Quel est le vrai visage de la terre et des enfants du Liban ?

Le livre de François Boustani, « Liban, genèse d’une nation singulière » (édition Erick bonnier – 450 pages), apparaît comme une réponse aux interrogations que beaucoup éludent ou auxquelles ils tentent de ne pas répondre clairement. Une remontée aux racines pour mieux se retrouver...

François Boustani s’intéresse à la genèse du Liban, nation singulière, ou la volonté consensuelle du vivre ensemble… DR

Liban, genèse d’une nation singulière (édition Erick Bonnier — 450 pages) de François Boustani est un livre qui vient à point nommé. Dans les troubles actuels, allant du politique au social en passant par l’économique, le questionnement sur la nature, l’essence et l’évolution du Liban est en effet d’une brûlante actualité.

Médecin cardiologue passionné d’histoire, installé en région parisienne après avoir quitté le Liban au début de la guerre civile, François Boustani a déjà publié plusieurs ouvrages, traitant aussi bien de médecine que d’histoire. On se souvient par exemple de son remarquable opus La circulation du sang : entre Orient et Occident, l’histoire d’une découverte (Prix de l’Académie des sciences d’outre-mer en 2007 et Prix France-Liban en 2008).

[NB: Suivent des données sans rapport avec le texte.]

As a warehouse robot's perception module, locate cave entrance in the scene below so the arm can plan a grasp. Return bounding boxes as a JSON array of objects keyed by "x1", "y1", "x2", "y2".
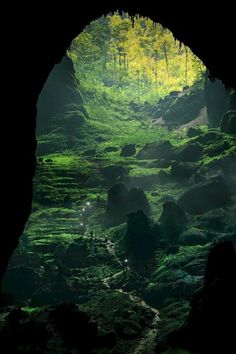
[{"x1": 3, "y1": 9, "x2": 236, "y2": 352}]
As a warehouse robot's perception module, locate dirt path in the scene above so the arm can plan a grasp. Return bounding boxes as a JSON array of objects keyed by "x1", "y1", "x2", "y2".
[{"x1": 103, "y1": 235, "x2": 161, "y2": 354}]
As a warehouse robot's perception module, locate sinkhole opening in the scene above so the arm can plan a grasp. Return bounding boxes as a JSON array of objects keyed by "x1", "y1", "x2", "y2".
[{"x1": 3, "y1": 12, "x2": 236, "y2": 353}]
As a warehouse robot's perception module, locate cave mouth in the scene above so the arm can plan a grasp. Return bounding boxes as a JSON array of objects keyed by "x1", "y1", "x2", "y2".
[{"x1": 1, "y1": 13, "x2": 234, "y2": 354}]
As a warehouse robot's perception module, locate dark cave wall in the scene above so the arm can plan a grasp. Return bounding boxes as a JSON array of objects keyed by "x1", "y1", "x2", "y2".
[{"x1": 0, "y1": 1, "x2": 236, "y2": 288}]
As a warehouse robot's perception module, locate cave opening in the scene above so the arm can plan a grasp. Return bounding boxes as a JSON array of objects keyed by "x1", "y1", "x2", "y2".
[{"x1": 1, "y1": 9, "x2": 235, "y2": 352}]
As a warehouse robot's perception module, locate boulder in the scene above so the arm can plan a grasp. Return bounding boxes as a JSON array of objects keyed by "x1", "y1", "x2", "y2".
[
  {"x1": 178, "y1": 178, "x2": 231, "y2": 214},
  {"x1": 168, "y1": 241, "x2": 236, "y2": 353},
  {"x1": 128, "y1": 187, "x2": 150, "y2": 216},
  {"x1": 125, "y1": 210, "x2": 155, "y2": 261},
  {"x1": 2, "y1": 265, "x2": 39, "y2": 300},
  {"x1": 153, "y1": 159, "x2": 170, "y2": 168},
  {"x1": 163, "y1": 89, "x2": 204, "y2": 128},
  {"x1": 102, "y1": 165, "x2": 127, "y2": 184},
  {"x1": 170, "y1": 161, "x2": 196, "y2": 182},
  {"x1": 105, "y1": 183, "x2": 129, "y2": 226},
  {"x1": 159, "y1": 201, "x2": 187, "y2": 243},
  {"x1": 103, "y1": 146, "x2": 119, "y2": 152},
  {"x1": 136, "y1": 140, "x2": 173, "y2": 160},
  {"x1": 50, "y1": 303, "x2": 97, "y2": 352},
  {"x1": 120, "y1": 144, "x2": 136, "y2": 157},
  {"x1": 173, "y1": 143, "x2": 203, "y2": 162},
  {"x1": 220, "y1": 110, "x2": 236, "y2": 134},
  {"x1": 179, "y1": 227, "x2": 208, "y2": 246},
  {"x1": 205, "y1": 141, "x2": 231, "y2": 157},
  {"x1": 187, "y1": 127, "x2": 201, "y2": 138}
]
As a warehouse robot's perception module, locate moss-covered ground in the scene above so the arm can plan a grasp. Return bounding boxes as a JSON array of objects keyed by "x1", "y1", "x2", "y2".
[{"x1": 2, "y1": 84, "x2": 236, "y2": 354}]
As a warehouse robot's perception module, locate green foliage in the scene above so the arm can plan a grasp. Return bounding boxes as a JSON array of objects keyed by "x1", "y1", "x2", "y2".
[{"x1": 69, "y1": 12, "x2": 205, "y2": 102}]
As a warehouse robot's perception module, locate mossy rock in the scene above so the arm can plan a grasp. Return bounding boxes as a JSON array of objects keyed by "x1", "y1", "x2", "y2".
[{"x1": 179, "y1": 227, "x2": 208, "y2": 246}]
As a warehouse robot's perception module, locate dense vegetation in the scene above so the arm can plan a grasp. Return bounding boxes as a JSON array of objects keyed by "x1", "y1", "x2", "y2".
[
  {"x1": 0, "y1": 13, "x2": 236, "y2": 354},
  {"x1": 69, "y1": 13, "x2": 204, "y2": 103}
]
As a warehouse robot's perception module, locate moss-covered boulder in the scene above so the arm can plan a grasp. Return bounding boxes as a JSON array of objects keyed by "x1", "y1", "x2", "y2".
[
  {"x1": 172, "y1": 143, "x2": 203, "y2": 162},
  {"x1": 125, "y1": 210, "x2": 156, "y2": 261},
  {"x1": 105, "y1": 183, "x2": 129, "y2": 226},
  {"x1": 178, "y1": 178, "x2": 231, "y2": 214},
  {"x1": 136, "y1": 140, "x2": 173, "y2": 160},
  {"x1": 179, "y1": 227, "x2": 208, "y2": 246},
  {"x1": 220, "y1": 110, "x2": 236, "y2": 134},
  {"x1": 159, "y1": 201, "x2": 187, "y2": 243},
  {"x1": 120, "y1": 144, "x2": 136, "y2": 157},
  {"x1": 128, "y1": 187, "x2": 151, "y2": 216}
]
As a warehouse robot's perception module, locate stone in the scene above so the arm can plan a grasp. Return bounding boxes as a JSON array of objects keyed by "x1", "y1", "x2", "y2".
[
  {"x1": 120, "y1": 144, "x2": 136, "y2": 157},
  {"x1": 136, "y1": 140, "x2": 173, "y2": 160},
  {"x1": 170, "y1": 161, "x2": 196, "y2": 183},
  {"x1": 179, "y1": 227, "x2": 208, "y2": 246},
  {"x1": 102, "y1": 165, "x2": 127, "y2": 184},
  {"x1": 159, "y1": 201, "x2": 187, "y2": 243},
  {"x1": 152, "y1": 159, "x2": 170, "y2": 168},
  {"x1": 125, "y1": 210, "x2": 156, "y2": 262},
  {"x1": 187, "y1": 127, "x2": 201, "y2": 138},
  {"x1": 168, "y1": 241, "x2": 236, "y2": 353},
  {"x1": 2, "y1": 265, "x2": 39, "y2": 300},
  {"x1": 178, "y1": 178, "x2": 231, "y2": 214},
  {"x1": 220, "y1": 110, "x2": 236, "y2": 134},
  {"x1": 128, "y1": 187, "x2": 150, "y2": 216},
  {"x1": 173, "y1": 143, "x2": 203, "y2": 162},
  {"x1": 105, "y1": 183, "x2": 129, "y2": 226},
  {"x1": 103, "y1": 146, "x2": 119, "y2": 152},
  {"x1": 205, "y1": 141, "x2": 231, "y2": 157}
]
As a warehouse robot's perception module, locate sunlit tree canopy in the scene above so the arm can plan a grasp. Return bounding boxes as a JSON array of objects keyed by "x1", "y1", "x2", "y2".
[{"x1": 69, "y1": 13, "x2": 205, "y2": 101}]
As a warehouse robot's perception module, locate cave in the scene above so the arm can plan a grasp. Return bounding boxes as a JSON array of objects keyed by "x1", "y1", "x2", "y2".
[{"x1": 0, "y1": 4, "x2": 236, "y2": 354}]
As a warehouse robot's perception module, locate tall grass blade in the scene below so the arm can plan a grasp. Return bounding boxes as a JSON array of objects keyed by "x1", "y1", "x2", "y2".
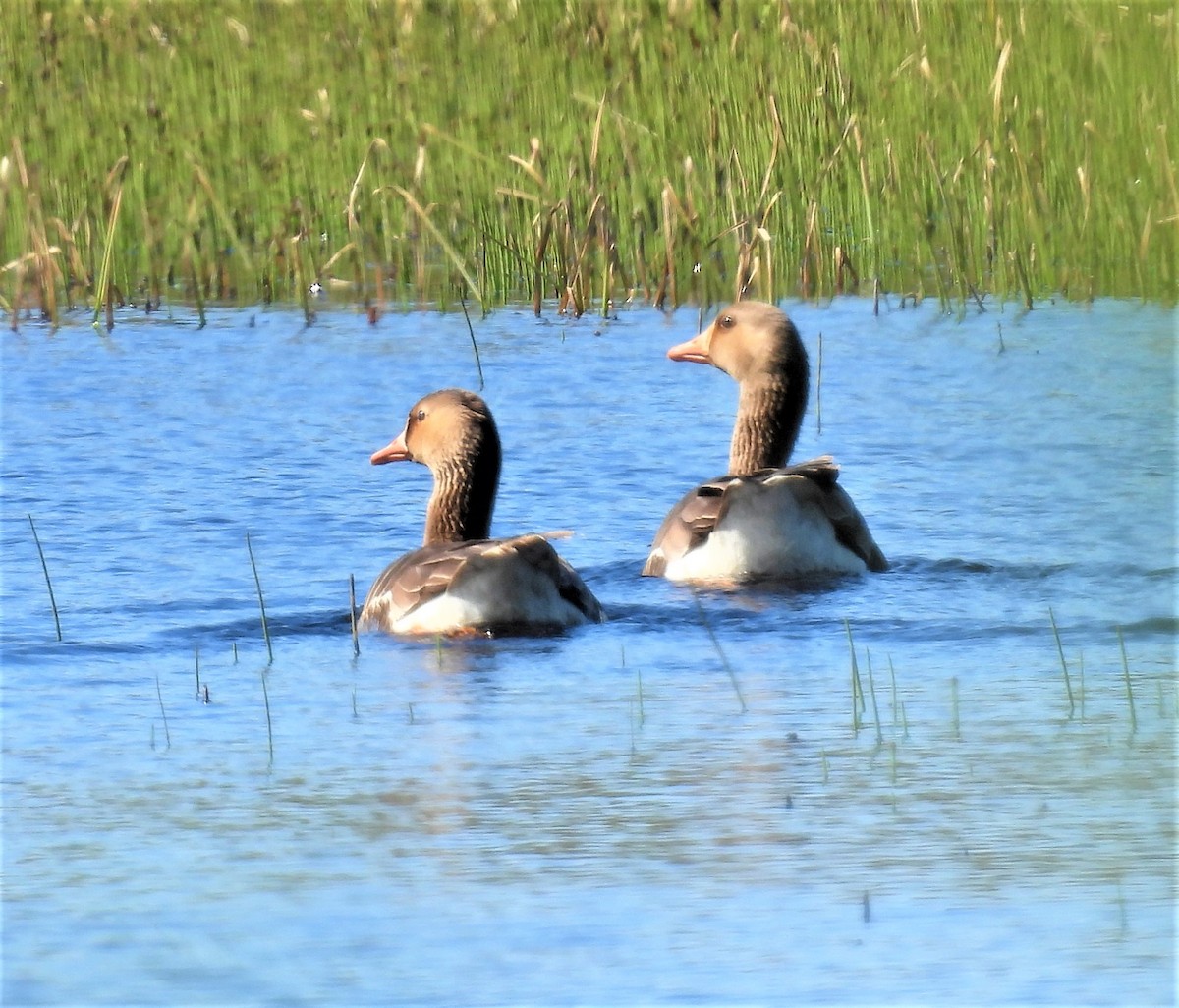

Qui sommes-nous ? Quel est le vrai visage de la terre et des enfants du pays du Cèdre ? Où allons-nous ? Autant de questions que gouvernants et peuple semblent se poser… Et auxquelles ils devraient répondre en toute honnêteté aujourd’hui que la débâcle est évidente…

Pour clarifier les interrogations des Libanais, pour tenter de cerner leur identité, pour approfondir la légitimité historique du Liban et apporter une certaine lumière sur le rapport avec la Syrie voisine, si proche, si lointaine, François Boustani s’est penché sur la proclamation du Grand Liban par le général Gouraud en 1920, qui deviendra six ans plus tard la République libanaise… Il propose ici un tour d’horizon dans le passé pour revisiter le « monde d’hier » selon ses termes. L’auteur revient, par exemple, sur les projets territoriaux en compétition à l’époque de la partition du Levant avec le déclin de l’Empire ottoman, et sur la réaction des différentes communautés (et elles sont nombreuses, de toutes obédiences et croyances) face à la naissance de ce projet de vivre-ensemble, unique et singulier.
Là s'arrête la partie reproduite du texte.